Sekitar tahun 373 SM, dikatakan bahwa tikus, musang, ular dan kelabang berpindah dari rumah mereka sebelum terjadinya gempa hebat di wilayah tersebut. Tetapi, apakah hal ini bisa dibuktikan secara ilmiah? Sejauh ini, belum ada bukti ilmiah yang cukup yang bisa menjustifikasi bahwa hewan mampu memprediksi gempa bumi. Namun, penelitian tetap dilakukan untuk membuktikan kebenaran ilmiah dari dugaan ini.
Sebut saja penelitian di Max Planck Institute of Animal Behavior di Jerman yang dipimpin oleh Martin Wikelski. Penelitian ini melakukan penyelidikan signifikan terhadap perubahan perilaku sekelompok hewan beberapa hari sebelum gempa melanda di habitatnya mereka masing masing.
Wikelski kemudian memasang sensor pada enam sapi, lima domba, dan dua anjing di bagian Italia Utara yang rawan gempa. Lalu, seluruh perilaku hewan beberapa bulan sebelum dan selama serangkain gempa bumi melanda, diamati dengan seksama. Hasilnya, terungkap bahwa ada perubahan perilaku 20 jam sebelum gempa pada hewan-hewan yang diteliti. Menurut laporan TRT World, 50% hewan-hewan ini jadi lebih aktif dibanding hari-hari sebelumnya.

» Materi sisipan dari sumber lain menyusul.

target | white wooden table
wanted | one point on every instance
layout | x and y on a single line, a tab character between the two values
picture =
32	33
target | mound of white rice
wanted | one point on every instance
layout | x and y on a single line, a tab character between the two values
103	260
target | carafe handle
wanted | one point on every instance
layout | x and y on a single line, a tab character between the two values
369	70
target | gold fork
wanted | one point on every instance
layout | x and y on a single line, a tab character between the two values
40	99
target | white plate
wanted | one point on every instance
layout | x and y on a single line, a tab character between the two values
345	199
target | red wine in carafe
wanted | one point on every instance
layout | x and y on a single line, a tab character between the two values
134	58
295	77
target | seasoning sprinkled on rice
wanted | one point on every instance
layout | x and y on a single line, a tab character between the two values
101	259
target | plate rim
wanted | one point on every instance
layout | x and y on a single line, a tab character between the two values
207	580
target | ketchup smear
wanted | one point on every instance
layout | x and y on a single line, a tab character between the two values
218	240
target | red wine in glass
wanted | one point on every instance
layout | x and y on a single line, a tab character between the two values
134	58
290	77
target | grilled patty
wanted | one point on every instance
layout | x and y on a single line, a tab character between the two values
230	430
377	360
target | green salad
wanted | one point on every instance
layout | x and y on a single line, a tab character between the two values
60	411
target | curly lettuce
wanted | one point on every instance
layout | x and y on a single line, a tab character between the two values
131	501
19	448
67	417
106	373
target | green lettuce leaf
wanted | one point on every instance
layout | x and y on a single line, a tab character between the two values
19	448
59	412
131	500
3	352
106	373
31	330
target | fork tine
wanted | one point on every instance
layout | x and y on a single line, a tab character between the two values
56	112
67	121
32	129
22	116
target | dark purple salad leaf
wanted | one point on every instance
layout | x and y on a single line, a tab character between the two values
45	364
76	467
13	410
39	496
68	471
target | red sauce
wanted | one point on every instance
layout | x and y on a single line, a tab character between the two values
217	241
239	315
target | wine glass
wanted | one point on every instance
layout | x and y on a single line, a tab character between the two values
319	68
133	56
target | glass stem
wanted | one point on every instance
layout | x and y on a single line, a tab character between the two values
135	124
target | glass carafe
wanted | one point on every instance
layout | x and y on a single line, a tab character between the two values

Selain itu, Ahli Geologi Amerika Joseph L. Kirschvink juga pernah menyinggung perilaku hewan ini dalam jurnal ilmiahnya di tahun 2000. Ia mengatakan bahwa hewan dapat merasakan gelombang P beberapa detik sebelum gelombang S. Di mana gelombang P dapat merambat melalui zat cair, padat dan gas, sedangkan gelombang S hanya melalui zat padat. Sedangkan hanya sejumlah kecil manusia yang bisa meraskan gelombang P yang lebih kecil yang bergerak paling cepat dari sumber gempa dan tiba sebelum gelombang S yang lebih besar.
Sebagai informasi, gelombang P adalah jenis gelombang gempa tercepat dengan kecepatan 6 KM per detik, sedangkan gelombang S memiliki kecepatan 4 KM per detik.